I have an app which has a feature A which should run in background every minute. Feature A is that the app should connect to a database, read some data then get the current location of the device and based on them check a condition, if the condition is true it should send a statusbar notification to the user so that when the user clicks on the notification the UI of the app will be displayed and something happens.
This background task should run permanently every minute, regardless the app is used, closed, terminated (like facebook or Whatsapp that show us notifications regardless they are in the app stack or not).
Now I have searched and have found that Android offers Job Scheduler,Background Service, AlarmManager and Handlers.
But the more I read about them the more contradictory the statements appear to me.
I have an app which has a feature A which should run in background every minute.
That will not happen on hundreds of millions of Android devices, those running Android 6.0 and higher, due to Doze mode (and, possibly, app standby, depending on the rest of your app).
But AlarmManager seems to be a good candidate for the problem because when permitted they exist even after system reboot
No, they do not. You need to reschedule all alarms scheduled with AlarmManager
after a reboot.
the Alarm Manager is intended to be used for tasks that have to be run at a specific time
AlarmManager
supports repeating options.
This is more for tasks like downloading in the background as I have read and not intended for doing something I have explained.
A Service
will be essential for whatever solution you wind up using.

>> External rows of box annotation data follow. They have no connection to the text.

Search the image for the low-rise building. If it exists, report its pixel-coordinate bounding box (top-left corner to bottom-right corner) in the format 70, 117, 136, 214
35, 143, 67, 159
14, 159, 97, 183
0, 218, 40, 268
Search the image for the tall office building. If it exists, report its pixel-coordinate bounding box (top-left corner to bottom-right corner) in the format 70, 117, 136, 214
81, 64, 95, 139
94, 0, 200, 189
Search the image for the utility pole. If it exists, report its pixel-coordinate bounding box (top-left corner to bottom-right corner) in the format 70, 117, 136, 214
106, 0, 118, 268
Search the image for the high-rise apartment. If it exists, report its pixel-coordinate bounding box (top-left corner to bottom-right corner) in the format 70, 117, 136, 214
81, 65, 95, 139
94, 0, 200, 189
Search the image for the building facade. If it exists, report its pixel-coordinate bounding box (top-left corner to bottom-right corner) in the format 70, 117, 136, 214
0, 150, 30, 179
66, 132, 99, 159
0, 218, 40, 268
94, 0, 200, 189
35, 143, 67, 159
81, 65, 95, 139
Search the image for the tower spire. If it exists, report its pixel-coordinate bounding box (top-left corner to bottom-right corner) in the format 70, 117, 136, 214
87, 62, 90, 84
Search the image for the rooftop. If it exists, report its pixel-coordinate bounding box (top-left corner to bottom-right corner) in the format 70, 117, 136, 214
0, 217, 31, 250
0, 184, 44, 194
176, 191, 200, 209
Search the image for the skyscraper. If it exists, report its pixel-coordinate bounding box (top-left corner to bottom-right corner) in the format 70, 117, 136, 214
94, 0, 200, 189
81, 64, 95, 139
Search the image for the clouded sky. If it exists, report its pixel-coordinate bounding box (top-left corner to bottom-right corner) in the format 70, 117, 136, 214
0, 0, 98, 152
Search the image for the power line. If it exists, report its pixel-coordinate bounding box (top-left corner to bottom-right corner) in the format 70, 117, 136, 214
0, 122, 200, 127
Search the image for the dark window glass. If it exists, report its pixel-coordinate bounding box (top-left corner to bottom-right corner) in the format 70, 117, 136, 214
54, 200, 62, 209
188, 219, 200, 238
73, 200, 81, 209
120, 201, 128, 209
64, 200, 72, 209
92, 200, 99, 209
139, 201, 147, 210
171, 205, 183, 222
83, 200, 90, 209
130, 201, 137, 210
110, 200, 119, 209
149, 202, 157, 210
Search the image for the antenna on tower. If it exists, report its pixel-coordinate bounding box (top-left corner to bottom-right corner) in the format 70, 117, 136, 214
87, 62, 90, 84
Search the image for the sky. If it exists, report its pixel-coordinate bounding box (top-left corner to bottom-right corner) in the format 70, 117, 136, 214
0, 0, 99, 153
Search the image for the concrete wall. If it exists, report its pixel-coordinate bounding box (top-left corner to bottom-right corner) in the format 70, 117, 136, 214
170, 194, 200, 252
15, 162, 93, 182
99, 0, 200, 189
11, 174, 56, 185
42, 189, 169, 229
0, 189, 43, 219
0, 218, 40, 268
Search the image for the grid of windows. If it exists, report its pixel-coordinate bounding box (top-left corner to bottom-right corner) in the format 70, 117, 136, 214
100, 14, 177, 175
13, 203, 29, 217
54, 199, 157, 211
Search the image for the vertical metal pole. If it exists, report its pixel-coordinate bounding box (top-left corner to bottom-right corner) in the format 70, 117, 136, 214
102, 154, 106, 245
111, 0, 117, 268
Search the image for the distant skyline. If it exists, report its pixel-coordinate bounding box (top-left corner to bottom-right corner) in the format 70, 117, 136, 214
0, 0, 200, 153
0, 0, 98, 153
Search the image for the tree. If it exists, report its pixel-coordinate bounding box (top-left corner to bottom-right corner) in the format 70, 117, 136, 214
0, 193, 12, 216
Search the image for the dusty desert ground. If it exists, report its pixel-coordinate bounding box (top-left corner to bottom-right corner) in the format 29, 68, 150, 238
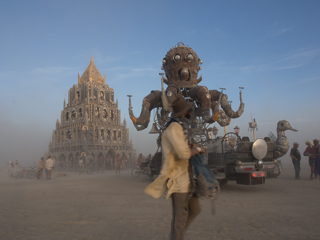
0, 161, 320, 240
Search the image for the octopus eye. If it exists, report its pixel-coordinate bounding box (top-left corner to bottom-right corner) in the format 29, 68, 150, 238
174, 54, 181, 62
186, 53, 193, 61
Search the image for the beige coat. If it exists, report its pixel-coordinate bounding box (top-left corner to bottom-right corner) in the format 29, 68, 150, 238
145, 122, 191, 198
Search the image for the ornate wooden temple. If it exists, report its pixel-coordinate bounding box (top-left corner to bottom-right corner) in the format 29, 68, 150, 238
46, 57, 136, 169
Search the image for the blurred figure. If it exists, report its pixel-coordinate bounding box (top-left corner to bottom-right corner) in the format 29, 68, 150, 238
7, 160, 14, 176
106, 157, 110, 169
145, 97, 205, 240
136, 153, 143, 167
313, 139, 320, 179
46, 155, 54, 180
303, 140, 316, 179
97, 157, 103, 173
114, 154, 121, 175
37, 157, 44, 179
14, 160, 20, 174
78, 158, 84, 172
290, 142, 301, 179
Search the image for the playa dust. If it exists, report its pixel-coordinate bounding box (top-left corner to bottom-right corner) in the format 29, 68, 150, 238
0, 161, 320, 240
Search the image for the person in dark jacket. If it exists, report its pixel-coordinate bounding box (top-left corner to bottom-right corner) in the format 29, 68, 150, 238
290, 142, 301, 179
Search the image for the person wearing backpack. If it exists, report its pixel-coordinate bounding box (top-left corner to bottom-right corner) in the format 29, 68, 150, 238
145, 96, 205, 240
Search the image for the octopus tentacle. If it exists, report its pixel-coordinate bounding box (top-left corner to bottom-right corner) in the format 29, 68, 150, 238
129, 91, 162, 131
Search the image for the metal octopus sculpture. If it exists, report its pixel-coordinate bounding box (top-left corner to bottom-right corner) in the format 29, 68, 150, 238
128, 43, 244, 134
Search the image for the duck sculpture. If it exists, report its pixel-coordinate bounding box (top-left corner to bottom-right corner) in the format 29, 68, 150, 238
273, 120, 298, 159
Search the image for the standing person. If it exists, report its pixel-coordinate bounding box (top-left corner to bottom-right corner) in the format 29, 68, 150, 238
37, 157, 44, 179
78, 157, 84, 172
313, 139, 320, 179
136, 153, 143, 167
14, 160, 20, 174
7, 160, 13, 176
106, 157, 110, 169
290, 142, 301, 179
97, 157, 103, 173
303, 140, 316, 179
46, 155, 54, 180
145, 96, 205, 240
114, 154, 121, 175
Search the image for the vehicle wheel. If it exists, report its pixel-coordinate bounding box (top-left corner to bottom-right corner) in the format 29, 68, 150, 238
28, 172, 36, 179
131, 168, 141, 177
17, 172, 23, 179
202, 180, 220, 200
218, 178, 228, 186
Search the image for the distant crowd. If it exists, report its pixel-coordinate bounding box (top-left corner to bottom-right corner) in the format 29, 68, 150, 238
290, 139, 320, 179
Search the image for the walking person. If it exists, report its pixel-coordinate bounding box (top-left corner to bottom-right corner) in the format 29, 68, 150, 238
14, 160, 21, 174
37, 157, 44, 179
303, 140, 316, 179
46, 156, 54, 180
145, 96, 205, 240
7, 160, 14, 176
290, 142, 301, 179
114, 154, 121, 176
313, 139, 320, 179
97, 157, 103, 173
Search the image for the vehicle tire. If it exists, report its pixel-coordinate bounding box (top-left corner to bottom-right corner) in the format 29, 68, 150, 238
131, 168, 141, 177
17, 171, 23, 179
218, 178, 228, 186
202, 180, 220, 200
27, 171, 36, 179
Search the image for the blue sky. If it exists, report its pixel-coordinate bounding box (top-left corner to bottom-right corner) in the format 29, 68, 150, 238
0, 0, 320, 165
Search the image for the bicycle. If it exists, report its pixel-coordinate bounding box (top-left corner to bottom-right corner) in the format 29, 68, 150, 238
79, 165, 92, 175
131, 166, 141, 177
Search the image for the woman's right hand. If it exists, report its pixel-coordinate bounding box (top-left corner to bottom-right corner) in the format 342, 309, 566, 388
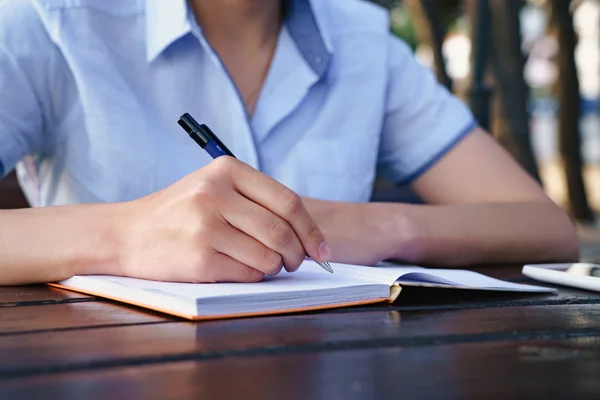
117, 157, 331, 282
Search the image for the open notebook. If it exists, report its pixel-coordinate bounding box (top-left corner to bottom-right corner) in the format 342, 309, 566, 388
51, 261, 555, 319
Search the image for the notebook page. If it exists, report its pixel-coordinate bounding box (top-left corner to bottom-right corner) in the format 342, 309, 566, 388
61, 260, 381, 301
398, 269, 556, 293
329, 262, 427, 286
330, 262, 555, 293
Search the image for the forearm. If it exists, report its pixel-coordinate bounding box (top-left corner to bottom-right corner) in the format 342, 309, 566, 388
0, 204, 118, 285
392, 202, 579, 266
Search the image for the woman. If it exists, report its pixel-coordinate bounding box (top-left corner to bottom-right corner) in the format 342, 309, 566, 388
0, 0, 578, 284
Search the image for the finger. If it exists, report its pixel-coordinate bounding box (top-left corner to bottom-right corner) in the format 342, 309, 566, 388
220, 195, 306, 271
226, 162, 331, 262
198, 251, 264, 283
212, 226, 283, 275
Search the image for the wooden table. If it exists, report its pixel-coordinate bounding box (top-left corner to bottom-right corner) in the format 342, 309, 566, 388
0, 267, 600, 400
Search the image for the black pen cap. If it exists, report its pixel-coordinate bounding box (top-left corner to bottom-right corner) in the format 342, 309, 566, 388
177, 113, 212, 148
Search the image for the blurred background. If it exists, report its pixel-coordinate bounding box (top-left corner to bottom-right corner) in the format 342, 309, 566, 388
375, 0, 600, 225
0, 0, 600, 231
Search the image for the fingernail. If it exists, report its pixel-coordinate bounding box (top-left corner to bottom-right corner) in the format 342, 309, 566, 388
317, 242, 331, 261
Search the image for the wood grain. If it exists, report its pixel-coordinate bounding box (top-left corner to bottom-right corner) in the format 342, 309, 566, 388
0, 303, 600, 379
0, 285, 94, 307
0, 338, 600, 400
0, 302, 171, 336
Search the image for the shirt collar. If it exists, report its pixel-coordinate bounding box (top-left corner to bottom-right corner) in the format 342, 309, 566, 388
146, 0, 332, 76
146, 0, 191, 62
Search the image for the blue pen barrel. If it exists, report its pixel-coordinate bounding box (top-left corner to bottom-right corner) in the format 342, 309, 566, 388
204, 140, 227, 158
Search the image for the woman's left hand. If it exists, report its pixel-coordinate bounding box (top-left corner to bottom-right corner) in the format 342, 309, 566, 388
302, 197, 417, 265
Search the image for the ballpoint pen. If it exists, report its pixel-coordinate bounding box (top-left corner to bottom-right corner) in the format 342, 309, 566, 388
177, 113, 333, 274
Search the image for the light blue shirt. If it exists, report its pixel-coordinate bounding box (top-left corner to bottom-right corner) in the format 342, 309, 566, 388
0, 0, 474, 206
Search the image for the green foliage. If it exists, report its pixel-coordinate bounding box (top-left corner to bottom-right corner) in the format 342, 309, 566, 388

JobScheduler seems not to be for a task that has to be done in permanently, but for tasks that fulfill a specific constraint like idle, or no network
JobScheduler
, as with AlarmManager
, supports repeating jobs.
So which of these (or other ones if they exist) do you recommend to use for the task I explained in the first part
Use none of them, as you cannot run things every minute on Android 6.0+ once the device goes into Doze mode, which will be within an hour of the screen turning off. Instead, either redesign the app to only need background work a few times per day, or do not bother writing the app.